Over the weekend I also finished reading Ted Hughes: Collected Poems for Children. Definitely a book I'll go back to over and over. Such a pity that the wonderful, sympathetically imaginative, illustrations by Raymond Briggs only apply to a limited range of the text. If they'd been featured on every page I think the volume might have been acknowledged as one of the greatest ever 'books for kids'. As it is, it's breathtakingly rewarding. Part of me suspects that some of TH's poems for younger readers might out-live his work for adults.
Actually on putting the book back on my shelves I immediately felt like taking down my copy of What is the Truth?, but since I'd just read the poems involved in the Collected that seemed a bit like over-doing it.

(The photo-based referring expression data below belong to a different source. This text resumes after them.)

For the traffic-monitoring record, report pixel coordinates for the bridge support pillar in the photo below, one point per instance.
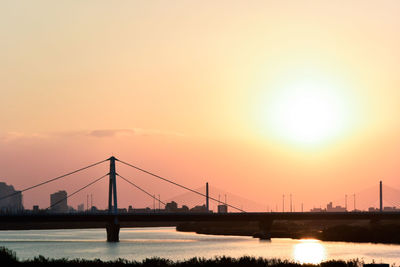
(265, 230)
(112, 232)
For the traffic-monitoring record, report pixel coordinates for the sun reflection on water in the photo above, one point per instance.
(309, 251)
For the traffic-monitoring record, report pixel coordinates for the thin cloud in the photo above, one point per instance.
(99, 133)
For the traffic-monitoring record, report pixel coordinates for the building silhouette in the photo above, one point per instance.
(58, 201)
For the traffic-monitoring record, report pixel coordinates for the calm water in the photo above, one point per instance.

Though I would like to read it soon and remind myself of how the connecting prose narrative works.
It looks like the poetry book that will be coming off the shelves is my Henry Vaughan: The Complete Poems, in the Penguin edition I got hold of in the late 1970s. I was thinking of holding back on the read-throughs of my various collecteds / completes after struggling a wee bit earlier in the year on the epic Robert Lowell reading, but I feel I've got my breath back after reading the Hughes (as I suspected I might.) And I'm still holding off buying any new books until I finally retire. Though if I see any exciting single volumes when we visit the UK that resolution may just crumble - hence the fact that I'm officially putting the Vaughan on hold until the new year.